The resolution would not in itself create an alternative currency. It would merely create a bipartisan committee to examine the issue and make recommendations for legislation to deal with it. The group’s findings and suggestions would be due by next year. The bill is summarized on the Commonwealth’s website as a resolution “Establishing a joint subcommittee to study whether the Commonwealth should adopt a currency to serve as an alternative to the currency distributed by the Federal Reserve System in the event of a major breakdown of the Federal Reserve System.”
Numerous constitutional and monetary experts have recommended state policies to deal with the issue — especially since the federal government has so far refused to address the looming crisis. Attorney Edwin Vieira, for example, a prominent constitutional scholar, told The New American last year that it would be very wise for state governments to start preparing for major problems in the dollar. One suggestion he offered would see states start accepting part of their tax revenues in precious metals — a proposal which could be ramped up if times required it.
Of course, the inherent problems with the current monetary system have not gone unnoticed in Congress, either. Rep. Ron Paul has been sounding the alarm for decades, culminating in a recent book entitled End the Fed and a bill to audit the Federal Reserve that — despite being watered down — succeeded in exposing certain central-bank dealings. He also has a bill that would repeal legal tender rules and allow the free market to decide what should be used as money. And recently, his proposals and the ideas he espouses have been getting a lot more attention — as evidenced by the resolution introduced in Virginia.
But despite Virginia Gov. Bob McDonnell announcing that he won’t support the measure, analysts are hailing just the bill’s introduction as a significant step.

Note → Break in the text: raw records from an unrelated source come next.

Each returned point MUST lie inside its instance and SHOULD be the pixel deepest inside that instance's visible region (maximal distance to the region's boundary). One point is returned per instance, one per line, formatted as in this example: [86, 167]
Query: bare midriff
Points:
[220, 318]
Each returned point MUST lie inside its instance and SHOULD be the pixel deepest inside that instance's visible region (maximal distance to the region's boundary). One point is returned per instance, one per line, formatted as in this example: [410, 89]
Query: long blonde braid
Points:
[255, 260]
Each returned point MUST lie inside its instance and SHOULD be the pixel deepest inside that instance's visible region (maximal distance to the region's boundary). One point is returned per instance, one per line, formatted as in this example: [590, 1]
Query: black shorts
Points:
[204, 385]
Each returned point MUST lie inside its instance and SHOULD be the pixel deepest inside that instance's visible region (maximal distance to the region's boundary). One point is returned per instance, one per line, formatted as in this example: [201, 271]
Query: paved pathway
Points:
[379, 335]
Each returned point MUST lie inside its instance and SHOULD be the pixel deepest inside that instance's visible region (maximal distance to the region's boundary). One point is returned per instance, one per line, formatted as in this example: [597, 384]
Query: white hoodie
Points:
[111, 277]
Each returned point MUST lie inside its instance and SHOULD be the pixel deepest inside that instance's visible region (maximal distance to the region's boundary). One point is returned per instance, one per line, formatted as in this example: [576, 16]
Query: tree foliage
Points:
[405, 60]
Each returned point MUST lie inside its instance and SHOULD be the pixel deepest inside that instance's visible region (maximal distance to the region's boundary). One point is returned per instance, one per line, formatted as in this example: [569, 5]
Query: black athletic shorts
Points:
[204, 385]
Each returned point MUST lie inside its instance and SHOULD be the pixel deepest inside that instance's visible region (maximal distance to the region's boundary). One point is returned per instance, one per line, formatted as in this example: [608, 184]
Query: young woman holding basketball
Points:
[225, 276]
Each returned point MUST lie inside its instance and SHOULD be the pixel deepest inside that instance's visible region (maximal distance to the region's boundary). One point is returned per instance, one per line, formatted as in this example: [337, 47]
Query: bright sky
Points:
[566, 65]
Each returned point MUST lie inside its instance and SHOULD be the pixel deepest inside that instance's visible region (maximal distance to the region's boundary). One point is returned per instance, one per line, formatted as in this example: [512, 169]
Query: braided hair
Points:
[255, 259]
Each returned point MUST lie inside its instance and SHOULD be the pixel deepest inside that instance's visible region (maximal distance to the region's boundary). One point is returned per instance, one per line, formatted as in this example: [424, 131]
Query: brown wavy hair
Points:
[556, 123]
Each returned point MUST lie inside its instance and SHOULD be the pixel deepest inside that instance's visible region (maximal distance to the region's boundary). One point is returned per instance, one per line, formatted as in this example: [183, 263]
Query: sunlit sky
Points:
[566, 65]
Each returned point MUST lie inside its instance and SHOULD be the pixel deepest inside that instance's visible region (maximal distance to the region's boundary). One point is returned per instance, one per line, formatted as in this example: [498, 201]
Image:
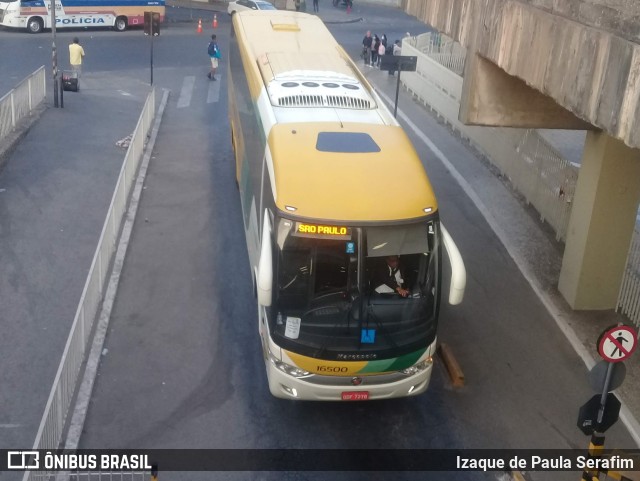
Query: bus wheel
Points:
[35, 25]
[121, 24]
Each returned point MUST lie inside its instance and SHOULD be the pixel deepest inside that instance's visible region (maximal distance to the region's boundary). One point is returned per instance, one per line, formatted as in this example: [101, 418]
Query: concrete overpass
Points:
[562, 64]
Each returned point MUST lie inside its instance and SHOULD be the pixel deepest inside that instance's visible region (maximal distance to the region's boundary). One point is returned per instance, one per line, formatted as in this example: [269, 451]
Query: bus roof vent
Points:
[285, 27]
[336, 94]
[335, 101]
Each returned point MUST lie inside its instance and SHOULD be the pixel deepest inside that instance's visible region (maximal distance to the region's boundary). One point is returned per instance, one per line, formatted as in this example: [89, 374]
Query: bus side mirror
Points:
[265, 265]
[458, 272]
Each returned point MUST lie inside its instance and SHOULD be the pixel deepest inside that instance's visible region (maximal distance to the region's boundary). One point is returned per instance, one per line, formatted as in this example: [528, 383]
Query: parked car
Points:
[240, 5]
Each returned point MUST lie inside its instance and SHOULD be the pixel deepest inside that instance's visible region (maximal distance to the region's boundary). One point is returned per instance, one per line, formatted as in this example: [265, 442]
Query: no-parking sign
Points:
[617, 343]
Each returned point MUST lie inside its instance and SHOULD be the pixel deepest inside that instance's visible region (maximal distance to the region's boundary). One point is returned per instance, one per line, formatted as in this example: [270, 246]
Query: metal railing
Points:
[20, 102]
[544, 177]
[629, 297]
[442, 49]
[55, 414]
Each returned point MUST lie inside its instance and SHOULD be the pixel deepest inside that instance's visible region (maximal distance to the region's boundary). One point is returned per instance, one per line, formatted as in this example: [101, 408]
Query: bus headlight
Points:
[421, 366]
[287, 368]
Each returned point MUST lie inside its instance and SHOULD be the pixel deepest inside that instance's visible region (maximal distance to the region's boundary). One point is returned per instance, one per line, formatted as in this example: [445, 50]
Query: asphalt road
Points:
[182, 366]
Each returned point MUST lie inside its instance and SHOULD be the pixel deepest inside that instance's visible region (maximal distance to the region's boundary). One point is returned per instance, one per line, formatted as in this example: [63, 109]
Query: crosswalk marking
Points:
[186, 91]
[213, 95]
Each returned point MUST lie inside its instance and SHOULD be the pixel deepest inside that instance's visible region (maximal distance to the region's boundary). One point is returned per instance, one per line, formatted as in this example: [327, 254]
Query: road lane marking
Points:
[186, 92]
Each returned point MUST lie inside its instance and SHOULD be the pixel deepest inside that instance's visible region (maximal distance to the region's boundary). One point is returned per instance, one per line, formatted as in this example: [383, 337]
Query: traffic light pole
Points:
[151, 60]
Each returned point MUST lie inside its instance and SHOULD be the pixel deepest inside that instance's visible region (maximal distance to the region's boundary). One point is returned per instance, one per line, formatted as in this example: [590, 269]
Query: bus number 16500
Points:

Gold Stock Bull founder Jason Hamlin, for example, said the proposal “could be the financial shot heard around the world” in a piece for The Market Oracle.
Financial website ZeroHedge.com suggested the resolution “may one day be heralded as the formal proposal that proverbially started it all.” Urging all legislators to carefully read the legislation, the site commented: “Whether this resolution will ever get off the ground, and actually find that the world is at great risk should gold not be instituted as a backstop currency, is irrelevant. The mere fact that it is out there, should provide sufficient impetus to other states to consider the ultimate Plan B.”
Similarly, GoldAlert.com, citing recent news of foreign governments considering transactions in gold, suggested “Virginia’s move could be the start of a growing trend around the world of various levels of government seeking to transact in a currency that is no individual’s debt and cannot be printed at the whim of central bankers.”
For now, the resolution has been referred to the Committee on Rules. How far it will go remains to be seen. But with other states considering similar measures and the dollar’s problems becoming increasingly obvious, prudent preparations for a potential catastrophe will only continue building steam.
Photo: The Virginia State Capitol is home to the Virginia General Assembly.